Cook immediately after defrosting in a microwave. When preparing frozen dishes that contain chicken, heat to 165 degrees Fahrenheit.
After the salmonella incident, a working group of the American Frozen Food Institute issued label guidelines for makers of frozen microwavable products. One of their recommendations: Labels should specify cooking times for several different oven wattages (higher wattage ovens need less time to cook).
But food thermometers and oven wattages are the last thing most people want to deal with when nuking a frozen dinner after a long day at work. Wattages, which range from 600 to 1,400, typically aren’t printed on the appliances. They are listed in owners manuals—which few consumers keep handy. In an effort to educate microwave owners, the Frozen Food Institute has started a Web site, microwaveovenfacts.com, where consumers can search for wattages by model number from major appliance makers.
Some people don’t realize their microwaves come with sensor technology that automatically cooks food until it reaches a safe temperature. Rather than guessing how many minutes it will take to bake a potato, for example, a consumer simply has to press the button that says “potato.” On microwaves from companies including LG Electronics Inc. and Whirlpool, the sensor determines when the food has finished cooking by measuring the humidity in the oven.
Microwave Science JV LLC, of Los Angeles, is trying a different way to make microwaving easier. Two years ago, it launched “TrueCookPlus” technology that automatically heats packaged foods to the optimal temperature, taking into account an oven’s wattage, age and other variables. Consumers find the code printed on a food package and enter it into their microwave panel.
LG and Sears Holdings Corp.’s Kenmore brand have each come out with a microwave model using the technology priced at $139; Kenmore plans to expand the line.

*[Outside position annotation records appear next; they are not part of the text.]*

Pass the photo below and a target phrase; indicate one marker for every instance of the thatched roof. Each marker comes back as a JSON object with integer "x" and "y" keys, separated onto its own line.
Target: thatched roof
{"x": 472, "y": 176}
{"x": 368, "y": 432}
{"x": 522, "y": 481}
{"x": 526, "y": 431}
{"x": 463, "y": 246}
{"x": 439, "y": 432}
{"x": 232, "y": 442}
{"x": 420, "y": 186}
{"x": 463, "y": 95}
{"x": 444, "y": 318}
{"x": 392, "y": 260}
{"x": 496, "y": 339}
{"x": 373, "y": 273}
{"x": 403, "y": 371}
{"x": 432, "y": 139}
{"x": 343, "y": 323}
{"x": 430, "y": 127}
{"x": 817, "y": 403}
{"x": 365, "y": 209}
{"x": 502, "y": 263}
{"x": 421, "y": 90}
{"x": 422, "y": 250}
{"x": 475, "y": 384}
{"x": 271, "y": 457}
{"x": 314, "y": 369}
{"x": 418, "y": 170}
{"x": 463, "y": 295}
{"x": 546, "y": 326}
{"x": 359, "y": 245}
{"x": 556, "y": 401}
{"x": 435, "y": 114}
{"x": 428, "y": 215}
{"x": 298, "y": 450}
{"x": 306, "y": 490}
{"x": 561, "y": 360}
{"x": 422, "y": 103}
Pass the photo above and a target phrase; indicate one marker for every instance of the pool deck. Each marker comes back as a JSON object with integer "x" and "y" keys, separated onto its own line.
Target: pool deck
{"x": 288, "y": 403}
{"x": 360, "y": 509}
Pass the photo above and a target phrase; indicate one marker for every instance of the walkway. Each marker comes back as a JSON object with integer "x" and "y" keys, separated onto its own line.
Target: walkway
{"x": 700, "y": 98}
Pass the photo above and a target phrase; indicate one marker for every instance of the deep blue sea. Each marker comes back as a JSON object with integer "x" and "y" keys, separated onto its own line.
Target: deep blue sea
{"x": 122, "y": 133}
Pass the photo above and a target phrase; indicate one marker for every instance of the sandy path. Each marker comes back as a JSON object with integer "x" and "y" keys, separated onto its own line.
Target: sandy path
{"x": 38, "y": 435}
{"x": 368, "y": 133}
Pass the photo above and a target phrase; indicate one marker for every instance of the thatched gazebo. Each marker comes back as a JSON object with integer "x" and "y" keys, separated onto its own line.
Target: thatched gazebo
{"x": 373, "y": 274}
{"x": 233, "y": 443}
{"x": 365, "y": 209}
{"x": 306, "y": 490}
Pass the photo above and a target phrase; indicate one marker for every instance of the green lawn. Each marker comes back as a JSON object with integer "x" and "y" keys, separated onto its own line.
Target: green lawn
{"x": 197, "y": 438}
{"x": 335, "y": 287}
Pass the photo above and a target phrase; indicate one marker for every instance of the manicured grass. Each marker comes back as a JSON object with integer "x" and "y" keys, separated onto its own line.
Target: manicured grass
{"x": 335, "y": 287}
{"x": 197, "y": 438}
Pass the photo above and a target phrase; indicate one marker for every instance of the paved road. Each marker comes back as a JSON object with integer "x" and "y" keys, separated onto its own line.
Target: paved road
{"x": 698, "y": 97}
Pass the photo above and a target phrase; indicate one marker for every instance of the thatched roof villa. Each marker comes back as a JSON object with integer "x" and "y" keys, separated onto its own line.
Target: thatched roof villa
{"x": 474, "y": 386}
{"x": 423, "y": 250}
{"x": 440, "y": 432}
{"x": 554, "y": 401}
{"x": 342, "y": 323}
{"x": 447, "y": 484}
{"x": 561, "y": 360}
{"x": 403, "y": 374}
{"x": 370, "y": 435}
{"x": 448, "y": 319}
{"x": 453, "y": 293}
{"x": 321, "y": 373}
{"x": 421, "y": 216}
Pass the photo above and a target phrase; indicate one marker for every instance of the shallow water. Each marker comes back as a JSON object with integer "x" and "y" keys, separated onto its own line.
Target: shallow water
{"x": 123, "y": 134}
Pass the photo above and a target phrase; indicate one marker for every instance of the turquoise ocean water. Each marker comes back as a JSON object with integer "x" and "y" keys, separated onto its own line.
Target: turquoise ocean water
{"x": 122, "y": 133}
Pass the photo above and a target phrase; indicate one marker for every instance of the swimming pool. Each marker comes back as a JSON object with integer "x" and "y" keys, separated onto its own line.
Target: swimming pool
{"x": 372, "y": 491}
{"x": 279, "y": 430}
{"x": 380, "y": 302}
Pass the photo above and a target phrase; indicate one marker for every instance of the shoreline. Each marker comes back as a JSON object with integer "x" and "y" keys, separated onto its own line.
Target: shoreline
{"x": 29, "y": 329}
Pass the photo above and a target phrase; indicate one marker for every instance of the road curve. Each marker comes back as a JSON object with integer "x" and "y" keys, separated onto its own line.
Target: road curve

What’s for Supper? Check the Freezer
The catch: Not many foods are currently carrying the code. Pop Secret popcorn and Betty Crocker Warm Delights microwavable cakes have the code on packages, and Pinnacle Foods Group, of Mountain Lake, N.J., says it plans to add it to Celeste frozen pizzas. For most other products, consumers must visit a Web site (http://truecookplus.com) to find the code.
“The general consumer is not an expert in microwave cooking,” says Bob Schaffel, president and CEO of Microwave Science. “What we do is eliminate all the guesswork.”